The Yorkshire and Humberside Clinical Senate is another organisation set up by the Health and Social Care Act 2012. Their review of the Clinical Model is downloadable here
The Clinical Senate report is produced by people who have buy-in to the Clinical Model proposals, because they're all in the same kind of positions as the people who produced the Clinical Model. As a result, their criticisms are about detail, not the overall direction of travel.
But despite the lack of critique of the overall direction - that the Clinical Senate probably aren't allowed to come up with - they have pretty well taken everything else apart.
It's hard to make any sense of whether they're right or wrong because they didn't include the clinical model or anything else such as the "case for change" as an appendix, so we don't know what they're talking about.
But they basically say the clinical model is a rehash of national standards and policies, with little evidence of local clinicians' input or of the deliverability of the model - ie, that it will work.

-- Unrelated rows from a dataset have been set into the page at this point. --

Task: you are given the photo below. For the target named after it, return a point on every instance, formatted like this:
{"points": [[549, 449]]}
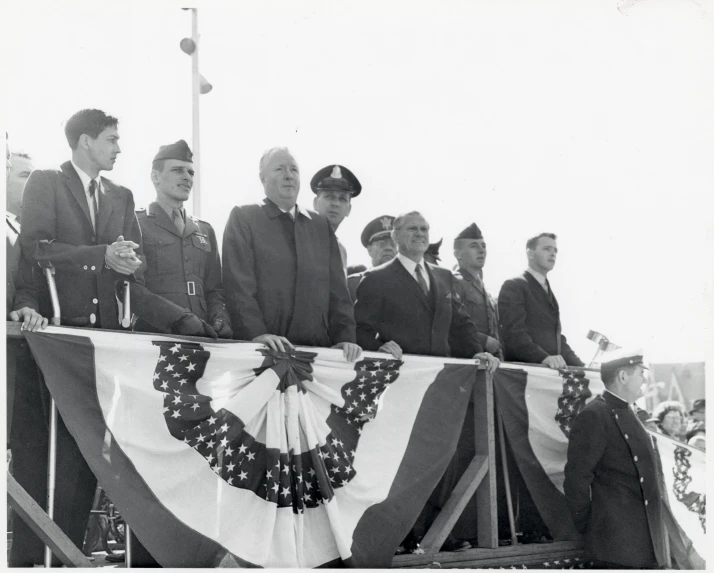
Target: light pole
{"points": [[198, 86]]}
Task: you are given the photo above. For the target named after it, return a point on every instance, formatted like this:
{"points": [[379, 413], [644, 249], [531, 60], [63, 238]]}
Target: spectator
{"points": [[670, 417]]}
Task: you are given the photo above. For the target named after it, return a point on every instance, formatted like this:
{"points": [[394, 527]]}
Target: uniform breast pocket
{"points": [[201, 242], [163, 255]]}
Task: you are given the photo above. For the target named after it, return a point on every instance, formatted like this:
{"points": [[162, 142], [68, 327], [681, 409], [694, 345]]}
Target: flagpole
{"points": [[195, 95]]}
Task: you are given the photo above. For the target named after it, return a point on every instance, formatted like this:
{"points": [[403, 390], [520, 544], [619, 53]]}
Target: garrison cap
{"points": [[470, 232], [620, 359], [178, 150], [433, 249], [377, 229], [335, 178]]}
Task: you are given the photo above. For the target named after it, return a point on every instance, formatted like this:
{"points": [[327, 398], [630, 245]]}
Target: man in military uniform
{"points": [[335, 186], [470, 252], [377, 239], [182, 260], [612, 476], [431, 255]]}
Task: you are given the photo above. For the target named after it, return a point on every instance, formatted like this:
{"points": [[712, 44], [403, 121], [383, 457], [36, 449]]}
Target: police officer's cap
{"points": [[433, 249], [336, 178], [179, 150], [617, 359], [470, 232], [377, 229]]}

So basically Calderdale CCG has dutifully done what the Commissioning Support Unit and NHS England have dictated to them. But the Clinical Senate has said this won't wash.
The Clinical Senate review says:
- They can't tell if the proposed clinical model is "deliverable", because there's no clarity about key factors including staffing levels.

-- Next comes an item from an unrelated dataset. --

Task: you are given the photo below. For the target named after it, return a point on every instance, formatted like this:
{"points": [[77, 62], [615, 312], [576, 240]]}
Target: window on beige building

- There's no clarity about the current services including geography, population, patient access etc. or about how this current model will change.
- There's not enough information about what role primary care (and social services) have in the Right Care Right Place Right Time plan... "the links with the work on care closer to home do not come through here clearly enough." Nor is there any clarity about the link to mental health services, or about End of Life care and palliative care services. In other words, the whole Care Closer to Home thing is a dark void. But this is what is supposed to make it ok to cut hospital services including an A&E.
- There is no information about commissioner strategy on the supporting data and intelligence systems (which are a big part of the Right Care Right Place Right Time scheme).
- There's no clarity about the non-elective service that will continue to be provided on the hospital site that isn't the acute and emergency care site.
In addition, the Clinical Senate review totally rubbishes the proposals for 3 Urgent Care Centres.
It starts out by saying, "There is a lack of detail within the evidence supplied about the urgent care centre model."
But it says that talking with the Commissioners produced the following info about the urgent care centre model:
There will be 3 centres, "medically-led by a clinician with the knowledge and skills to undertake triage and autonomous decision making regarding the next steps in an individual's care. We expect this is likely to be GP's but have to recognise current and future workforce issues."
So there might not even be a GP present to see patients who come to Urgent Care Centres. And you will only be able to go to the new Emergency Care Centre, whatever that turns out to be, after being triaged. So you either have to go to an Urgent Care Centre first or call an ambulance who will assess and triage you.
The Clinical Senate review says, "patients in the remote UCC(s) who have serious illness will be triaged, stabilised often with technology assistance (Skype) from the specialists at the ECC, and then transferred."
So someone who may not have the diagnostic and treatment skills of a GP will Skype the Emergency Care Centre to ask what to do with a seriously ill patient while they're waiting for an ambulance to come. Somehow this doesn't inspire confidence.
The Clinical Senate didn't think so either, they say, "...an inexperienced staff member seeking advice from colleagues via Skype does not offer a rounded solution."
And they have told the CCG to "consider the skills of the workforce. The triage skills and staff clinical portfolios need to be sufficient to enable them to make timely and informed decisions. There is always the possibility that a very ill patient will attend the Urgent Care Centre and commissioners need to ensure that staff have the medical and nursing skills, experience and capabilities to safely stabilise that patient. Currently, the Senate has no information on the staffing of these centres...We are also not clear on the paediatric expertise at each centre."
So basically the Clinical Model is rubbish. according to the Clinical Senate.
So we the public need to see it, and the sooner the better. So we can make up our own minds.
And if Calderdale CCG are to stick to their already twice delayed public consultation schedule, they only have til the end of December to come up with a clinical model that works. Is that possible?